1950 | Turing-Test | Alan Turing entwickelt einen Test zu der Frage, ob Maschinen denken können. |
1956 | Dartmouth Conference | Das Forschungsgebiet und der Begriff der künstlichen Intelligenz werden definiert. |
1966 | ELIZA Chatbot | Joseph Weizenbaum veröffentlicht den Prototyp für KI-Chatbots. |
1972 | Expertensysteme; Industrierobotik | Erste anwendungsorientierte Expertensysteme werden für den medizinischen Bereich und die Industrie entwickelt. |
1986 | NETtalk | Die Generierung gesprochener Sprache wird möglich. |
1996 | IBM Deep Blue | Der Schachcomputer Deep Blue besiegt den damaligen Schachweltmeister. |
2009 | Deep Learning | Die Analyse komplexer Daten durch künstliche neuronale Netze wird praxistauglich. |
2010 | IBM Watson | Das Computerprogramm Watson gewinnt in der US-Quizshow »Jeopardy!«. |
2011 | Virtuelle Assistenten | Programme wie Apple Siri können auf natürlich gesprochene Sprache reagieren. |
2022 | Generative KI | ChatGPT und andere Systeme können Inhalte und Daten erzeugen. |
Mitte der 1970er-Jahre zeichnete sich ab, dass viele Entwicklungsziele im Bereich der künstlichen Intelligenz auf absehbare Zeit unerreichbar bleiben würden. Das führte zu einem jahrzehntelangen »KI-Winter«, in dem das öffentliche Interesse und die Förderung entsprechender Entwicklungsprojekte stark zurückgingen.

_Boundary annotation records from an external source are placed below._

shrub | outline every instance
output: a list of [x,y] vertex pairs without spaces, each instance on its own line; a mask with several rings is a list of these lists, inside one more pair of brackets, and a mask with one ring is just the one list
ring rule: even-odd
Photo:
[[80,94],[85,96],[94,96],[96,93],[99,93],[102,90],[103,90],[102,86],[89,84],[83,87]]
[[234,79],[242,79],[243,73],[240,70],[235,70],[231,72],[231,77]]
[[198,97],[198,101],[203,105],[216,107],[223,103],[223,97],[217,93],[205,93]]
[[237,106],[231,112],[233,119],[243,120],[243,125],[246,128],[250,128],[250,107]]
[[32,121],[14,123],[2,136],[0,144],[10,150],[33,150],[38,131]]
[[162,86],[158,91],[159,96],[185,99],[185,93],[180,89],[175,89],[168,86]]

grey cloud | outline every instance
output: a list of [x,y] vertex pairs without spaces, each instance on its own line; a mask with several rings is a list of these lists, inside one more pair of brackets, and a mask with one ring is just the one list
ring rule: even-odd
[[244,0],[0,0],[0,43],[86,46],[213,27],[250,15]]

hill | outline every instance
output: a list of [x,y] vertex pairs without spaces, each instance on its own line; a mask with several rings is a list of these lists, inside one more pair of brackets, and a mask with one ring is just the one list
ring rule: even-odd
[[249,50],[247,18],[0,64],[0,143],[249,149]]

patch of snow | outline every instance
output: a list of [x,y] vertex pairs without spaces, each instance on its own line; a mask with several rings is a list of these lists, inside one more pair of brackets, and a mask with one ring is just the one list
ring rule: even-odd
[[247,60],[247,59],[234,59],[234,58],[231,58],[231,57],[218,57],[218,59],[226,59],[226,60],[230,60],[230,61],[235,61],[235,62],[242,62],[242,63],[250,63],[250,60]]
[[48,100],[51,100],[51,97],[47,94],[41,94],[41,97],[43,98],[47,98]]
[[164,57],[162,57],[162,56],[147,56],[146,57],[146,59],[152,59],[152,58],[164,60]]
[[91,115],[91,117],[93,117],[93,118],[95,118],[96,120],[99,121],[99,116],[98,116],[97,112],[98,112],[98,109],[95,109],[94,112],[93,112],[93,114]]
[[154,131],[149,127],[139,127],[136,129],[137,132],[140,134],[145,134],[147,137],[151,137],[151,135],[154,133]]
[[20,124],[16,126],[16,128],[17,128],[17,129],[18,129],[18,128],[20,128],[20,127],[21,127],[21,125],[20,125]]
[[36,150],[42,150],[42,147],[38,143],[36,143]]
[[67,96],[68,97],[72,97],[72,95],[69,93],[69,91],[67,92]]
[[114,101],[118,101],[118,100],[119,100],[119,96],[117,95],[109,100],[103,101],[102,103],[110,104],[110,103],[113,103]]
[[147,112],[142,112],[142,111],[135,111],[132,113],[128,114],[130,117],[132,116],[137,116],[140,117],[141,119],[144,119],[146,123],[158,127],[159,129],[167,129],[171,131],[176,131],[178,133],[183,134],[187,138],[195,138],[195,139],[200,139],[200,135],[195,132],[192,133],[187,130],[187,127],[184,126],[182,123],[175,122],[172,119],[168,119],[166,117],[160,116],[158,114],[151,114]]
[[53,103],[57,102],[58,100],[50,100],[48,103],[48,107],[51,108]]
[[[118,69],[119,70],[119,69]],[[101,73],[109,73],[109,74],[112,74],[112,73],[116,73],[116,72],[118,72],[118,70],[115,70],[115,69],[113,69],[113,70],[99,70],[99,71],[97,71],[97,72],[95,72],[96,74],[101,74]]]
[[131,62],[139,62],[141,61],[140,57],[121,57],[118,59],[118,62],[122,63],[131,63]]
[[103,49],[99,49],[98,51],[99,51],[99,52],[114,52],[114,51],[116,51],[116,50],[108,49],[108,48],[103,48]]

Auf den Feldern der Industrierobotik und der Expertensysteme gab es in dieser Zeit zwar durchaus vielfältige Fortentwicklungen – aber in den meisten Fällen eben nicht mehr unter der Wortmarke »künstliche Intelligenz«.
Das änderte sich erst wieder nach der Jahrtausendwende, als es ab 2009 gelang, maschinelle Lernverfahren durch den Einsatz künstlicher neuronaler Netze zu effektivieren, die sich in hochregulierten Verfahren mit großen Datensätzen trainieren lassen und in der Lage sind, abstrakte Merkmale aus diesen Daten zu extrahieren (»Deep Learning«). Auf diese Weise können moderne KI-Systeme nun auch Aufgaben bewältigen, die Menschen intuitiv lösen können, sich aber nur schwer durch formale Regeln beschreiben lassen – darunter das Erkennen von Gesichtern und unscharf artikulierter Sprachinhalte oder das Verstehen von Gesprächen in lauter Umgebung.
Darauf aufbauend stellte Google 2017 die Transformer-Architektur für die Verarbeitung natürlicher Sprache und maschinelles Lernen vor, die auf eine rekurrente Struktur verzichtet und einen »weich« gewichteten Aufmerksamkeitsmechanismus einsetzt, der die kognitive Aufmerksamkeit des Menschen nachahmt, um die wesentliche Bedeutung und Sinnstruktur in einem gegebenen Kontext zu erkennen. Diese Fortschritte bilden die Grundlage für Large Language Models wie GPT (von OpenAI) oder Gemini (von Google).
Der Preis dafür ist, dass sich die Outputs dieser Systeme selbst mit hohem Aufwand kaum mehr erklären oder rekonstruieren lassen: Künstliche neuronale Netze arbeiten mit Millionen von internen, von außen nicht einsehbaren Parametern, die das System in Milliarden von Rechenoperationen auf die Trainingsdaten abstimmt.